Если наука есть определенная социальная система, то, следовательно, здесь имеют место такие отношения, которым сами люди служат, подчиняются, хотя бы для того, чтобы не оказаться за пределами науки. Но в таком случае проблема заключается в том, как функционирует наука, какие социальные функции она выполняет. Функции науки не исчерпываются процессом познания. Поскольку наука выступает как одна из основ практической деятельности людей, она непосредственно участвует в создании средств производства, орудий труда, аппаратов, устройств, удовлетворяющих многообразные потребности людей. Функция науки как производительной силы несводима к одному лишь познанию, в частности, также потому, что применение знаний также предполагает научное исследование. Однако творческая деятельность, в которой участвует наука, не сводится, как известно, к применению знаний.

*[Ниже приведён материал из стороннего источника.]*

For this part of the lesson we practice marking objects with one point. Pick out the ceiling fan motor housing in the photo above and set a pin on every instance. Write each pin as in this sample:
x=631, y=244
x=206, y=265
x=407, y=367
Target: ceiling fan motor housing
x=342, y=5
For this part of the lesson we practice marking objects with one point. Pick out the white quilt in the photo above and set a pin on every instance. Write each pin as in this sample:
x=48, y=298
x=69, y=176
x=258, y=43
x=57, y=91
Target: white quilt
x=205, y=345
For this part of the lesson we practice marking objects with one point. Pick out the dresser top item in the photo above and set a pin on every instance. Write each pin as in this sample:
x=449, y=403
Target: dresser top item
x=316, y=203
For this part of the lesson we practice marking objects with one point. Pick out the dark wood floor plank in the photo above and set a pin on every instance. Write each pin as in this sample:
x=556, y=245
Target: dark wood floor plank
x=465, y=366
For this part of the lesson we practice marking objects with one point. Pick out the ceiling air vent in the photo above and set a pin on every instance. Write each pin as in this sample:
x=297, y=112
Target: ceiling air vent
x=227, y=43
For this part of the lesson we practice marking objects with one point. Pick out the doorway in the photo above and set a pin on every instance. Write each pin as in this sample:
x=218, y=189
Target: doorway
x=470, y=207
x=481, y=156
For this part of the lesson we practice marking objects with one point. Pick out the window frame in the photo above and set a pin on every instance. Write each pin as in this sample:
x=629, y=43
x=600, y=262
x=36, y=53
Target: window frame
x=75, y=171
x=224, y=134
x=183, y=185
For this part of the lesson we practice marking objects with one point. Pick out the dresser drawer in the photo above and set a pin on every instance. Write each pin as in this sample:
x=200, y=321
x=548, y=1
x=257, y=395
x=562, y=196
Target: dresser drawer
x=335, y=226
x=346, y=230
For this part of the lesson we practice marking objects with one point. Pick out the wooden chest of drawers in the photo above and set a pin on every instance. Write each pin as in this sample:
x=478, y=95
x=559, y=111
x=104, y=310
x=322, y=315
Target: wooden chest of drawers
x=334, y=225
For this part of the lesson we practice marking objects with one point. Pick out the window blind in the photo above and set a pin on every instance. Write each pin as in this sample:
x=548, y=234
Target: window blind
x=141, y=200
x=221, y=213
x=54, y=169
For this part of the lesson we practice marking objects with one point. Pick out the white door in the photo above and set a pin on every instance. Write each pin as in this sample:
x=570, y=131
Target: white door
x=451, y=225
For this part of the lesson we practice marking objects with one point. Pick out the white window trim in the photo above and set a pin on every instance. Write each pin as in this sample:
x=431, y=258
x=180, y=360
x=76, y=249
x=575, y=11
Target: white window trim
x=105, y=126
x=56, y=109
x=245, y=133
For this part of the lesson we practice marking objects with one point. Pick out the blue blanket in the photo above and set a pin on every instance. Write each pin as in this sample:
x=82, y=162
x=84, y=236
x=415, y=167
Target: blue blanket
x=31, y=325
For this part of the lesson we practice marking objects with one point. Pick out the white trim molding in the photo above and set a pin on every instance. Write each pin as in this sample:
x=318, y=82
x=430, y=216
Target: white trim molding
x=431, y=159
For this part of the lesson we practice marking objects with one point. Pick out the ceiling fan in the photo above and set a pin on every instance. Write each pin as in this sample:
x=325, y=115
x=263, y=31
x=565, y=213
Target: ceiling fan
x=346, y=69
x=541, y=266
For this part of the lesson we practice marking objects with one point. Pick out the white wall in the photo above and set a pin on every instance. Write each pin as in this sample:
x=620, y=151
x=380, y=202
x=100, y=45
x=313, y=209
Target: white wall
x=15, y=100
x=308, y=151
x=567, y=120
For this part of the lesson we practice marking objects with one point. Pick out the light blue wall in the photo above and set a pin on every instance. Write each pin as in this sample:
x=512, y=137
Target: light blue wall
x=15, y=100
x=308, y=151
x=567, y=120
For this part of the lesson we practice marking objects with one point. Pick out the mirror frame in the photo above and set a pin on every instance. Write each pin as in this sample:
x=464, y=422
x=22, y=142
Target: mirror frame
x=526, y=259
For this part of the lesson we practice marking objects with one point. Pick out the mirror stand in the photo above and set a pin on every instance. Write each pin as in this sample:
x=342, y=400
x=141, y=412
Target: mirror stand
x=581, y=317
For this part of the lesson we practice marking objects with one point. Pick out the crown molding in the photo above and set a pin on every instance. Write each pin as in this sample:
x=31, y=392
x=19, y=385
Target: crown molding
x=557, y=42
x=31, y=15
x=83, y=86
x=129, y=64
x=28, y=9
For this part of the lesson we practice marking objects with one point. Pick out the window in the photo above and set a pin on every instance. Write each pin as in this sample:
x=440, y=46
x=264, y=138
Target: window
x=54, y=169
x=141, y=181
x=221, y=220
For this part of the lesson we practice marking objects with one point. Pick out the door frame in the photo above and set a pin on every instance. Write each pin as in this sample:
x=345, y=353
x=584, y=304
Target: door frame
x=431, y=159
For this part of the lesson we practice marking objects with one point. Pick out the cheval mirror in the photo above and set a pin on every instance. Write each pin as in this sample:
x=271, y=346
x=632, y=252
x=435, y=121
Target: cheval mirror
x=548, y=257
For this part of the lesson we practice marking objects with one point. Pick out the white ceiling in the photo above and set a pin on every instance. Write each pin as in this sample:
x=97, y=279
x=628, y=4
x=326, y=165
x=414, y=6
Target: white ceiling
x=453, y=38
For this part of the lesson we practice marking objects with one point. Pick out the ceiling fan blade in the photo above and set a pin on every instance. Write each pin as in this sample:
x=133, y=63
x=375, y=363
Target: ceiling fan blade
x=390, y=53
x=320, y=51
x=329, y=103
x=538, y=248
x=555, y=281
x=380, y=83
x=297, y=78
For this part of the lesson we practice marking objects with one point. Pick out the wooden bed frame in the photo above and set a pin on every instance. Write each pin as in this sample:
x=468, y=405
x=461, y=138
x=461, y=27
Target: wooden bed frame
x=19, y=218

Наука, далее, есть система учреждений, институций, а это значит, что социально-культурные формы, посредством которых осуществляется познание, объективно обусловлены.
Следует также иметь в виду, что перед людьми стоит задача не только овладения законами природы и общественного развития, но и задача овладения объективными условиями, закономерностями развития науки с тем, чтобы направлять это развитие оптимальным образом в интересах всего общества. Очевидно, и в сфере науки существует закономерное отношение между сознательным и стихийным, объективное отношение, которым надо овладеть.
Что это значит – наука служит человеку? Постановка вопроса требует уточнения, человек – это, во-первых, единичное существо, данный, отдельный индивид. Но человек есть вместе с тем – такова его сущность – совокупность общественных отношений. И служение обществу – высшее назначение науки – разумеется, не совпадает со служением каждому данному отдельному индивиду.
В.А. Энгельгардт: Иными словами, вы ставите вопрос о том, что наука служит индивиду прежде всего через служение обществу?
Т.И. Ойзерман: Да. Но вопрос заключается в том, каким образом это осуществляется. Если наука занимается, например, какими-либо весьма специальными проблемами, то переход от них к потребностям людей достаточно сложен. Он опосредуется социальной организацией, и, говоря, что наука должна служить человеку, мы должны расшифровать, какой смысл мы включаем в понятие «гуманистическое значение науки».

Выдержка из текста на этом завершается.